Those of you who have read my first post on the subject of improving my game over winter to get to single figures (see The Dream of Single Figures: #getunder10) will have seen that one of my strategies is to measure up the distances I hit the ball with my wedges in particular. This is something everybody should do to improve. With the weather being so poor the only place to start has been the local driving range. As we all know, range balls don’t fly as far as the premium balls we tend to use on the course so this is a factor that has to be taken into account.
But just how much distance do you lose? It seems as if there is no common agreement. I asked the question to a golf expert who told me to expect the figure to be up to 15 per cent, even with short pitches. Yet the pro at my range disagreed. He reckoned the loss would be only five per cent. The difference of opinion certainly doesn’t make it easy to accurately measure your shots. It appears that it depends on the compression of the balls used at the range. Some, where space is at a premium, buy balls made to fall way short of their real ball counterparts in order to stop them being knocked over the perimeter fence. To complicate matters further, some ranges that use these low compression balls compensate by adjusting the distance markers to give a truer impression of accurate length, but others don’t.
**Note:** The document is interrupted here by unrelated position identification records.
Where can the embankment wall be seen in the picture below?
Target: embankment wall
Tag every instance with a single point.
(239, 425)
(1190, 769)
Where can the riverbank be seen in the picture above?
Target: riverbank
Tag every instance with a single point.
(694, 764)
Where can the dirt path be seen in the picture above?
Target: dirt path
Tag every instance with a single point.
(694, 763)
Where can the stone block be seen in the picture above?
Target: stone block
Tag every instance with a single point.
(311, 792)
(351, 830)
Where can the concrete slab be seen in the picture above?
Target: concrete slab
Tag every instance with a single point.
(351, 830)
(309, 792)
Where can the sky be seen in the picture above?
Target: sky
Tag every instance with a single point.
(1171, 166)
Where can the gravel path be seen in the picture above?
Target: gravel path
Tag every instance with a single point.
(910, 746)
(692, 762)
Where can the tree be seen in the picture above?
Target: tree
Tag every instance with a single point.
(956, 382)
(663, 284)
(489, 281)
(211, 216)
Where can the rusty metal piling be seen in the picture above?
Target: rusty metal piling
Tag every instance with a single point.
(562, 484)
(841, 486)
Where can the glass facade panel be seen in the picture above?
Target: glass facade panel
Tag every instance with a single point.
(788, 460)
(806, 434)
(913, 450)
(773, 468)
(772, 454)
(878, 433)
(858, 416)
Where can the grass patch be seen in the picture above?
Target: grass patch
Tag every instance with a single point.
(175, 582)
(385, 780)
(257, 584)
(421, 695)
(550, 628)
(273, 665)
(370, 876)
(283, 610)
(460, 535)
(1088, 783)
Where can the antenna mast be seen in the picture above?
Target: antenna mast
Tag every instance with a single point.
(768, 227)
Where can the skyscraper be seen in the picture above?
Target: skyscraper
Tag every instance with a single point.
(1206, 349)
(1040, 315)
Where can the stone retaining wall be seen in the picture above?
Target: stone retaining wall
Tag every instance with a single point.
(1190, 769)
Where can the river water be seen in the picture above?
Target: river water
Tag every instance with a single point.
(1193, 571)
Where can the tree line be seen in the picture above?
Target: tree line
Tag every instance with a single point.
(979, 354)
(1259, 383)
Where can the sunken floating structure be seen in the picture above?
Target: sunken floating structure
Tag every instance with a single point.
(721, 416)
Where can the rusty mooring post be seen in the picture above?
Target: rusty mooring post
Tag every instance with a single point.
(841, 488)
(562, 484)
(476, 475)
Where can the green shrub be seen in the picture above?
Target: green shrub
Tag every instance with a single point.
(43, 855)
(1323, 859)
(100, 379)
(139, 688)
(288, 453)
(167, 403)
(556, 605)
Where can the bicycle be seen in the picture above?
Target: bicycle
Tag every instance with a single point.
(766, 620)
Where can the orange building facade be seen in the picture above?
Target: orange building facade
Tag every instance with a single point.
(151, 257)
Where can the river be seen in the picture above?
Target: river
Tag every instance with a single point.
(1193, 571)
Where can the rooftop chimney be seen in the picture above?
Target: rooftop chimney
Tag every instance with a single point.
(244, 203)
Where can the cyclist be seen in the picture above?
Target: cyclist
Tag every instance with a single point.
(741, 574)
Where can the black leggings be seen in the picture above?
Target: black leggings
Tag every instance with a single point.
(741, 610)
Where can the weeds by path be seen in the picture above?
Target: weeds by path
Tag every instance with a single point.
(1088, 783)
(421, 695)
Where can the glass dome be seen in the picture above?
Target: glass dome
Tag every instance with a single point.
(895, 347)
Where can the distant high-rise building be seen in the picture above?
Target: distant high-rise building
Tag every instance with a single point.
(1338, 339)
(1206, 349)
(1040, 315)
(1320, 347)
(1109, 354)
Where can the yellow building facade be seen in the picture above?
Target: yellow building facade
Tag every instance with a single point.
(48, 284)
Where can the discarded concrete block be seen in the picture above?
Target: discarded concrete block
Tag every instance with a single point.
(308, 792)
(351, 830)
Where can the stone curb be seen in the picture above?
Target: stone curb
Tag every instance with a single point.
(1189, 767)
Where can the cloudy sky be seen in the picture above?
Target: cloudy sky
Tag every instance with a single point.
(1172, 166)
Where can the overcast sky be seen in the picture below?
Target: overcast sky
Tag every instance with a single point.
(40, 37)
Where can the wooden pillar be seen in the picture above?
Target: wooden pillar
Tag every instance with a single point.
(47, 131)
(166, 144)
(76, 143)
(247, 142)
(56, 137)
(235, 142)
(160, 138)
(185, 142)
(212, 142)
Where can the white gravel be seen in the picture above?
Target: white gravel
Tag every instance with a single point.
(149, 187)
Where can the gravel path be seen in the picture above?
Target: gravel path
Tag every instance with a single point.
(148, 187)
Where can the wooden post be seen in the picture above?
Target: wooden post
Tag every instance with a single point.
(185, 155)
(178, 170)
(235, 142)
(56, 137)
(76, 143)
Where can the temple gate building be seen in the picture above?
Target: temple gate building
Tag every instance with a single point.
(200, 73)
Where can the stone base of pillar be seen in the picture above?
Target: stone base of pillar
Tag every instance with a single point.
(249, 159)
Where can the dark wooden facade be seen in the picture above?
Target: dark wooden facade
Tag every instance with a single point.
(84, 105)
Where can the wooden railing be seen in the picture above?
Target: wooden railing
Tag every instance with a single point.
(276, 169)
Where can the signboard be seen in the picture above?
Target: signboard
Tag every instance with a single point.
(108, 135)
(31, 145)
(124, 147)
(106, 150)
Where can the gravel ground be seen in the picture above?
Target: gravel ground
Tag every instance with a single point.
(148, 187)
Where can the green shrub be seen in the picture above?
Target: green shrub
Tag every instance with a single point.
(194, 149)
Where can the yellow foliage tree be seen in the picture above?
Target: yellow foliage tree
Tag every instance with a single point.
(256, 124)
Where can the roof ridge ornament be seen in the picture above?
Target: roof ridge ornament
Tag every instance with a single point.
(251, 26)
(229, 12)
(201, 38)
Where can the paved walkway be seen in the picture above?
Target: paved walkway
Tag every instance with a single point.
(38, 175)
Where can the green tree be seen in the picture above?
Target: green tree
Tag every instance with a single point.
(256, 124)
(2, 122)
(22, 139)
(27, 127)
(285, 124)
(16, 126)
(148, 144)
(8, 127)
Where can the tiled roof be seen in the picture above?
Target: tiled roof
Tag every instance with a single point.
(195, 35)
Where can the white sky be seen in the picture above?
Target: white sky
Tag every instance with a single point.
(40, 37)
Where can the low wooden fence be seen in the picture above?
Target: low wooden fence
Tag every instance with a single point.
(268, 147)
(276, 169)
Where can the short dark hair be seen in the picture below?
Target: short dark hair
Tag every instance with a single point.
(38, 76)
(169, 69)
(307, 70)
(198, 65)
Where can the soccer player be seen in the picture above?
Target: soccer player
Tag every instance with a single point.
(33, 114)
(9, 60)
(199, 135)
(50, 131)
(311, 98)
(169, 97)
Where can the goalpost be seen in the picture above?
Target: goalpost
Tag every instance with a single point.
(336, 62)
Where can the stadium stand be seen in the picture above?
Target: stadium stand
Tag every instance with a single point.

It is a good idea to ask if the markers are accurate next time you visit, or take your own measuring device with you and check yourself. It is also very difficult to be sure of the carry and roll of your balls at the range as they tend to get muddled up with all the others.
To give a true assessment of the balls at my range, the pro is going to get the Flightscope out when I visit next time and we are going to test range balls against premium ones. There are other factors to take into account when trying to judge your average distances, such as wind, slope, temperature and humidity. I will be asking advice on these things and reporting back shortly.